We should all focus on the pharmacist and not the degree.
In my career, I have experienced several temperature excursions when storing vaccines, primarily as a result of storage in consumer-model refrigerators.
As I discussed in a previous article,1 1 crucial step is to call the manufacturer and obtain any off-label stability data that they might have to validate the continued use of those vaccines.
The medical affairs departments of those manufacturers always gathers basic information on both me and the pharmacy as part of their write-ups of the case.
For some reason, they always seem to ask “PharmD or RPh?”
The first time I heard that question, I was confused as to why they were even asking it, and I said “both.”
The representative was then confused, and I let her check whatever box she wanted to, so that we could move on to the problem at hand.
Upon further reflection, I realized that it really highlights a systemic problem in the pharmacy world: Companies, without even understanding the background or meaning of those terms, treat pharmacists who have a bachelor’s degree and those who went to school to pursue a doctoral degree differently. Furthermore, they do not seem to understand that an RPh is earned by every pharmacist who is licensed, not just those with a bachelor’s degree.
Most of us have also seen job ads that require a PharmD, and I saw an older pharmacist get laid off when his position was changed to "director" from "manager," and the company had everyone in that position reapply for their jobs and then listed one of the job requirements as a PharmD. The company later realized that it had extremely qualified applicants applying with bachelor’s degrees, plus master’s degrees in pharmacy (for those who do not now, that was an older route of pursuing post-graduate training) with years of experience in his specialization. Because of that, the company later changed the job description to read "PharmD or master’s degree in pharmacy."
In reality, there is little difference in the number of years spent in school between the Bachelor of Science and the Doctor of Pharmacy degree. For example, at the University of North Carolina in 1979, the BSc pharmacy curriculum was changed to include 2 years of undergraduate work and 3 years of pharmacy school. During that time (and many years prior), there was a lot of debate about making a PharmD the entry-level degree, but oddly enough, many academics and even the American Association of Colleges of Pharmacy (AACP) resisted the idea, leaving it at a BSc degree. It was not until 1992 that the AACP officially decided to make the PharmD the entry-level degree, and that was not mandated until 2000.
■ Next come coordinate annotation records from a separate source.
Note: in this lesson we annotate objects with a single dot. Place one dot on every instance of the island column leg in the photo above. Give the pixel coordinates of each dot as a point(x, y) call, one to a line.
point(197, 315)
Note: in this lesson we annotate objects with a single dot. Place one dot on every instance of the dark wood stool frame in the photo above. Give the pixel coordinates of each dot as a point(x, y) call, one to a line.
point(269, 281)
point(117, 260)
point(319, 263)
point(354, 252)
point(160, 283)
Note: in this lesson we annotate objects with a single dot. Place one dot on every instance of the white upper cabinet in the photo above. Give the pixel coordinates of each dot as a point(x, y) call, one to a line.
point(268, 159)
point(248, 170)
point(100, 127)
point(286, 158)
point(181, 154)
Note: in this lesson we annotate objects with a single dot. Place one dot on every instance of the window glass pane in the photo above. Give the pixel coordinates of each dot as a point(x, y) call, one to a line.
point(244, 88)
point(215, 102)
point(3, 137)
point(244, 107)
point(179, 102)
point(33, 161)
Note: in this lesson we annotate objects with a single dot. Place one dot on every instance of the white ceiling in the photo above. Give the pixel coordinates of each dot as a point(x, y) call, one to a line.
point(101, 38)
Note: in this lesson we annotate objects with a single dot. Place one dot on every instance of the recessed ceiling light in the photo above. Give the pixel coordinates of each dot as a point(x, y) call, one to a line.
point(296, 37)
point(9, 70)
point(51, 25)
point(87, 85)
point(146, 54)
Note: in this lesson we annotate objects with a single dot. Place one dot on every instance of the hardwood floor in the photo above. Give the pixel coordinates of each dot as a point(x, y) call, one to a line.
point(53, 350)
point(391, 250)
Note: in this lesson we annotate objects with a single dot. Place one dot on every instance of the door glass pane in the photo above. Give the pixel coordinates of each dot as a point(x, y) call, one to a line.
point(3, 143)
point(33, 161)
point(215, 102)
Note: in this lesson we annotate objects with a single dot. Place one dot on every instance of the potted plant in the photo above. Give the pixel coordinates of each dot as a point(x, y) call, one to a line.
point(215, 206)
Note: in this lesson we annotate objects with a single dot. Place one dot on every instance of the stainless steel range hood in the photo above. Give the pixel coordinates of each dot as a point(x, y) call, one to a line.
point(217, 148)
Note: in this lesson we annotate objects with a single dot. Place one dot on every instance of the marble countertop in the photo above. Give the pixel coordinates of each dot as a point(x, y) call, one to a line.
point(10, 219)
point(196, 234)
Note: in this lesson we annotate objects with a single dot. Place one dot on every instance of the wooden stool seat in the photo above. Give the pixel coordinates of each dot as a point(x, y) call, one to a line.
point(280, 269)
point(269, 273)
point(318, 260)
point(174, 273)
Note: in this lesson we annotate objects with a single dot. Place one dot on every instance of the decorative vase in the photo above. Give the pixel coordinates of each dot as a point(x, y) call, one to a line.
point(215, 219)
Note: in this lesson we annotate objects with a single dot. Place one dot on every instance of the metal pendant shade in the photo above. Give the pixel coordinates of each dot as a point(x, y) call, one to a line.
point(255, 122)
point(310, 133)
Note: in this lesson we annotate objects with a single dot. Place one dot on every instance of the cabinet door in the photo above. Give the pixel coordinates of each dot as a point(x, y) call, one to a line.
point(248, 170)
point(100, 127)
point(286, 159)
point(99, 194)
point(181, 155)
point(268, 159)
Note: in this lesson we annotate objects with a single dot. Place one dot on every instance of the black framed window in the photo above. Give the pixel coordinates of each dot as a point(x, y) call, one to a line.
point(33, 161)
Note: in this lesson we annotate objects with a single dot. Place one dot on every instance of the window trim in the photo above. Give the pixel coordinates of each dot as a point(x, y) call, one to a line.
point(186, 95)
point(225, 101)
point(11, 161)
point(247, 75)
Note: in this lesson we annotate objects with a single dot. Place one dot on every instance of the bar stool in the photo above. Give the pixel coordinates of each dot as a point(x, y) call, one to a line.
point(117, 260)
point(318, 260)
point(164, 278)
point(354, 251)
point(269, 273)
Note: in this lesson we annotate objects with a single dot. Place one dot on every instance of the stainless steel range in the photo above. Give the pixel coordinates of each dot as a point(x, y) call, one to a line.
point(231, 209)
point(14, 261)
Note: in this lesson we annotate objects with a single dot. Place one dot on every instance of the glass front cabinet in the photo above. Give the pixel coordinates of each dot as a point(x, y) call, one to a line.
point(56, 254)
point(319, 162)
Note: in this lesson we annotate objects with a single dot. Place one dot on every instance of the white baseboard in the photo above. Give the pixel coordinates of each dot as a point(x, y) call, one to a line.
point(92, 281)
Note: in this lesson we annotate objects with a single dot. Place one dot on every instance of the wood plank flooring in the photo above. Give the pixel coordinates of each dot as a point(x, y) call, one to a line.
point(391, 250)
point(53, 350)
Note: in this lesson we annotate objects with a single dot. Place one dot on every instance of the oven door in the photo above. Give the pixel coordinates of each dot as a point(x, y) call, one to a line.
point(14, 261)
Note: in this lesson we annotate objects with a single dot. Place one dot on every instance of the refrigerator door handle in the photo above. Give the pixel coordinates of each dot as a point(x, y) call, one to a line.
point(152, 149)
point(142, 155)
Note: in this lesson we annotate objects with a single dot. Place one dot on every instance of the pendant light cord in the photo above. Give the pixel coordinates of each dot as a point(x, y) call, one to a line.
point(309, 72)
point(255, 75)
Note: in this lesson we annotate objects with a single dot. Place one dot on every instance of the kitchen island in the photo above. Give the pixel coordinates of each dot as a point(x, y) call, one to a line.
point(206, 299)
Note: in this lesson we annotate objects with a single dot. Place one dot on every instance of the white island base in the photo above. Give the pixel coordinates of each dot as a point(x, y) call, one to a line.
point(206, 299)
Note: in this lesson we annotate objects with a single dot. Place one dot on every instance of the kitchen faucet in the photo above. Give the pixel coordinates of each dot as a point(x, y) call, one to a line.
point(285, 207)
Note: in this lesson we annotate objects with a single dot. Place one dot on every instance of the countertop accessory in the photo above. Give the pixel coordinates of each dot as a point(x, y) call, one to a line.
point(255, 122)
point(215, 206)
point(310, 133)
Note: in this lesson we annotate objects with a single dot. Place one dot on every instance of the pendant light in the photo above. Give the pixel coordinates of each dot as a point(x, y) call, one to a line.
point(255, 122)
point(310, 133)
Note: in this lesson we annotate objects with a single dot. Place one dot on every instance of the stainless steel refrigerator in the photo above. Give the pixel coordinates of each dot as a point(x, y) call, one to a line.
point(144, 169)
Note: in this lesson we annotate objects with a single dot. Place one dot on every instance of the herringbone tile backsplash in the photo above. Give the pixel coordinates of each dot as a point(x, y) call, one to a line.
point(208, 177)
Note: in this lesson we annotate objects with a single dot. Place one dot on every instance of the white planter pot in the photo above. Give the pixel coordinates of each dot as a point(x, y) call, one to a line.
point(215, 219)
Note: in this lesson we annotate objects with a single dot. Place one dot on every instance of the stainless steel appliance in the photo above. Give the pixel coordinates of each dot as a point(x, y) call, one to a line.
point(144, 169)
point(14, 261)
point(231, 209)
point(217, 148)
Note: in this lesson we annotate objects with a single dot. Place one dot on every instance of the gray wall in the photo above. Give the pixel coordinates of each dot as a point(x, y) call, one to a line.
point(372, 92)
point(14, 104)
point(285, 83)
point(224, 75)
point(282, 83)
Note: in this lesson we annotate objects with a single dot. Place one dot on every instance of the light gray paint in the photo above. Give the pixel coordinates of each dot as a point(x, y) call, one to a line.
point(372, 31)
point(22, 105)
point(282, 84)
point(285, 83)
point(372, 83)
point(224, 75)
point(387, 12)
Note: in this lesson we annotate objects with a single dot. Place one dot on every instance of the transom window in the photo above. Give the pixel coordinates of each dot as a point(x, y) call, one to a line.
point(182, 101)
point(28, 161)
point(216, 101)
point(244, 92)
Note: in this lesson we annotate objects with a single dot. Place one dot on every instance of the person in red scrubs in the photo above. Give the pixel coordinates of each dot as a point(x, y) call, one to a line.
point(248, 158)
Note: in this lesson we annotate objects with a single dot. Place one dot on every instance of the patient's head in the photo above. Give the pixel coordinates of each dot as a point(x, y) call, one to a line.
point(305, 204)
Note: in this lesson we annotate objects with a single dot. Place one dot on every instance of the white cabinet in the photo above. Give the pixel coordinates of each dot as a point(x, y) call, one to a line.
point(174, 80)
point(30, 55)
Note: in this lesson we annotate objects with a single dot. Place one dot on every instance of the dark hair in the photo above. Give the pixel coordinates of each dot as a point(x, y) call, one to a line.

A History of the UNC School of Pharmacy (Cocolas) has, at the very bottom of the document, a comparison of a BSc curriculum and a PharmD curriculum. The primary change in the last year was that the entire experiential portion of the education moved into the school.2,3 The didactic portion of the curriculum has also certainly evolved in that time period, but there have always been curriculum changes, and in fact the curriculum in pharmacy school is already very different than when I graduated in 2010. I hope it continues to evolve to suit the changing educational needs and roles of pharmacists.
Instead of focusing on the name of the degree, it would be much better to focus on experience and transferable skills, whether that is through a residency, which, as I said earlier, many “RPhs” have completed, through work experience or through some other type of post-graduate training (MBA or MPH, certificate programs, etc.). Making hiring decisions based on a person’s aptitude, emotional intelligence, and soft and transferable skills will lead to a much better team and ultimately better quality health care for patients.